2. The electric water pump of claim 1, further comprising:

a bulkhead separating the motor room and the pump driver room such that the motor room and the pump driver room are sealed with each other by the bulkhead;

a separation wall separately forming a rotor room in the motor room to isolate the rotor from the motor room;

a cap mounted at a front surface of the bulkhead to support one end of the separation wall; and

a cap room formed in the bulkhead such that the cap room is closed and sealed with respect to the motor room by the cap.

3. The electric water pump of claim 2, further comprising:

a first cooling passage formed in one side of a water pump housing or a motor room cover for sealing the motor room from outside;

a second cooling passage of which one end is connected to the first cooling passage, the second cooling passage penetrating the bulkhead and the cap room; and

a third cooling passage connected to another end of the second cooling passage and formed in another side of the water pump housing or the motor room cover,

wherein a portion of the coolant passing through the volute room flows through the first cooling passage, one part of the second cooling passage, the cap room, another part of the second cooling passage, and the third cooling passage.

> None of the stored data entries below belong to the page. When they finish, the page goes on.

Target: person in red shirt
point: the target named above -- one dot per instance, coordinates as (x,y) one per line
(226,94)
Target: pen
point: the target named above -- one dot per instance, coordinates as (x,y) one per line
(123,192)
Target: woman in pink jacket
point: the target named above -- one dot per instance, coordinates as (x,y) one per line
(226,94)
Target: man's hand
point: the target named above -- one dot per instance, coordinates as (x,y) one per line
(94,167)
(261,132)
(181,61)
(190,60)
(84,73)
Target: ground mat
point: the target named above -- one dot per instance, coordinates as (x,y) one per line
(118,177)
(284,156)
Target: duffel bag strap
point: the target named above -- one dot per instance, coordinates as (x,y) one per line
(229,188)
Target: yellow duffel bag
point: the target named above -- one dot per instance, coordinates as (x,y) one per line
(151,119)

4. The electric water pump of claim 3, further comprising an insulation pad insulating the pump driver from the bulkhead.

5. The electric water pump of claim 3, wherein

a front side of the rotor room fluidly communicates with the volute room such that coolant flows into the rotor room.

6. The electric water pump of claim 2, wherein

the cap room is formed in a thickness direction of the bulkhead before mounting the cap, and a cross-section of the cap room perpendicular to a thickness direction of the cap room is identical to that of the cap.

7. The electric water pump of claim 3, wherein

the first cooling passage and the third cooling passage are formed in a length direction of the electric water pump.

8. The electric water pump of claim 7, wherein

the second cooling passage passes through a middle of the bulkhead or the cap room.

9. The electric water pump of claim 3, wherein

at least one coolant flow passage is integrally formed by the first cooling passage, the second cooling passage, and the third cooling passage.

10. The electric water pump of claim 1, wherein the volute room has an inlet and outlet through which the coolant flows by rotation of the impeller and flows out.